Сотрудники КГБ довольно быстро определили участников этой акции. Петрика взяли в тот же день, легко вычислили и остальных. Как только Саше исполнилось 16 лет – в день его рождения – его вызвали на допрос. Это было 19 апреля 1968 года. Но Саша ни в чём не признался. Но, знаете, как охарактеризовал он свои чувства того дня? ЭМОЦИОНАЛЬНЫЙ ШОК…

– Вам исполнилось 16 лет через 3 месяца с небольшим после январской акции. Почему Вы думаете, что органы ждали этого дня? Может быть они до этого времени ничего не знали о Вас.

– Потому что уважаю теорию вероятностей. Первый допрос точно в день 16-летия – такое совпадение чрезвычайно маловероятно. А о моей причастности безусловно догадывались. Компания была известная, причастность Петрика была несомненна. Другое дело – доказательная база, которой не хватало.

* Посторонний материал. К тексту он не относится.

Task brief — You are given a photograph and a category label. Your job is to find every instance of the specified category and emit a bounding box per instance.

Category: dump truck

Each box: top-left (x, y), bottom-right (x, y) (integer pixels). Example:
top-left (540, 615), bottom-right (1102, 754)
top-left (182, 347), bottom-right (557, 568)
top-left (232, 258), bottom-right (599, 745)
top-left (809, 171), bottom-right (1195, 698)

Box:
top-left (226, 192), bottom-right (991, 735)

– Кстати, Вы сразу уехали, а через сколько времени вернулись?

– Как положено после каникул. Через 3 недели (сессия была сдана досрочно, поэтому не через 2, а через 3 - уехал раньше других). Так что у них было почти 3 месяца на допрашивание...

– А кто назвал Ваше имя? Вроде бы, вы все договорились говорить одно.

– Во-первых, опыта допросов ни у кого не было. Во-вторых, моё имя возникло до того, как оно было подтверждено показаниями других. И вообще, признательные показания участников произошли через год с лишним. А пока было просто знакомство и взятие экспертизы почерка.